登陆注册
5393100000029

第29章

To Dan I could speak my inmost thoughts, knowing he would understand me, and sometimes from him I received assistance and sometimes confusion. The yearly examination was approaching. My father and mother said nothing, but I knew how anxiously each of them awaited the result; my father, to see how much I had accomplished; my mother, how much I had endeavoured. I had worked hard, but was doubtful, knowing that prizes depend less upon what you know than upon what you can make others believe you know; which applies to prizes beyond those of school.

"Are you going in for anything, Dan?" I asked him. We were discussing the subject, crossing Primrose Hill, one bright June morning.

I knew the question absurd. I asked it of him because I wanted him to ask it of me.

"They're not giving away anything I particularly want," murmured Dan, in his lazy drawl: looked at from that point of view, school prizes are, it must be confessed, not worth their cost.

"You're sweating yourself, young 'un, of course?" he asked next, as I expected.

"I mean to have a shot at the History," I admitted. "Wish I was better at dates."

"It's always two-thirds dates," Dan assured me, to my discouragement.

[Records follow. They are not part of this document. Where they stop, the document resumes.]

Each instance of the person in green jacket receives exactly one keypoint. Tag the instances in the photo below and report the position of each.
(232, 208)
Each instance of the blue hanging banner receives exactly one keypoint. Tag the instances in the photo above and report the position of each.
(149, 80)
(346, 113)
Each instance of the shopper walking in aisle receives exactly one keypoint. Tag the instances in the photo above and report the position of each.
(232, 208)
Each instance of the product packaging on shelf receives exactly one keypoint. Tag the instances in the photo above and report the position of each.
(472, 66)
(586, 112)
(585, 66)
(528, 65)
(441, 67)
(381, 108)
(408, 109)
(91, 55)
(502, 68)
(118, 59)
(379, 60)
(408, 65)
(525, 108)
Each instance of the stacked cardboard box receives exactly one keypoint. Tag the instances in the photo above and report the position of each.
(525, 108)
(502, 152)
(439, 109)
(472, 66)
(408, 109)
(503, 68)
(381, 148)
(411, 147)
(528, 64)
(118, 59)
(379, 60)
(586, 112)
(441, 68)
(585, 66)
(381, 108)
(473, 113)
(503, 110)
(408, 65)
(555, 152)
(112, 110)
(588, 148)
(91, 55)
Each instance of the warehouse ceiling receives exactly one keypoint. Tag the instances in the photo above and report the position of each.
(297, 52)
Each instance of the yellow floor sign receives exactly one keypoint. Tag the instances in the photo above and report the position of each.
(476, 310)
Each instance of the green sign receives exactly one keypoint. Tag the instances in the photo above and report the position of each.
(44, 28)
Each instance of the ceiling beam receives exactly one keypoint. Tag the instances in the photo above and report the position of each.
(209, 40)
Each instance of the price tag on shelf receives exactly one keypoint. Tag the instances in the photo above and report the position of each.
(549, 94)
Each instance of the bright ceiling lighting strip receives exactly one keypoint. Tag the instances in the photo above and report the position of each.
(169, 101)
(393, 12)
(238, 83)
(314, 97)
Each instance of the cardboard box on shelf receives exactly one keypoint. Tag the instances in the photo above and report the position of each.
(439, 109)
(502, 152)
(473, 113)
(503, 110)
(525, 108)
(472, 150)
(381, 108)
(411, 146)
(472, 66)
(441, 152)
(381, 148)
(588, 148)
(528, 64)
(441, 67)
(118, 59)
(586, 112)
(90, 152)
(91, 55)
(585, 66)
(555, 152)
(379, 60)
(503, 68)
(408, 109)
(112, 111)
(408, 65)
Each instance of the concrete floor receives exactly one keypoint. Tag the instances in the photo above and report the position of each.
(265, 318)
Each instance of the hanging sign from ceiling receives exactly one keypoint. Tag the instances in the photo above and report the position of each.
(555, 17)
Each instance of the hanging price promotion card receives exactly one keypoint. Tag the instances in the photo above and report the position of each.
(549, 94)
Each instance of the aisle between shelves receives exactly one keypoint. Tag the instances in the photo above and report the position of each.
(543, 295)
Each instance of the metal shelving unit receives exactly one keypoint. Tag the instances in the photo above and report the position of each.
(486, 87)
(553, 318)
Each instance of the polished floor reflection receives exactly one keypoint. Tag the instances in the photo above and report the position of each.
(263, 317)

"Old Florret thinks you can't eat a potato until you know the date that chap Raleigh was born."

"I've prayed so hard that I may win the History prize," I explained to him. I never felt shy with Dan. He never laughed at me.

"You oughtn't to have done that," he said. I stared. "It isn't fair to the other fellows. That won't be your winning the prize; that will be your getting it through favouritism."

"But they can pray, too," I reminded him.

"If you all pray for it," answered Dan, "then it will go, not to the fellow that knows most history, but to the fellow that's prayed the hardest. That isn't old Florret's idea, I'm sure."

"But we are told to pray for things we want," I insisted.

"Beastly mean way of getting 'em," retorted Dan. And no argument that came to me, neither then nor at any future time, brought him to right thinking on this point.

He would judge all matters for himself. In his opinion Achilles was a coward, not a hero.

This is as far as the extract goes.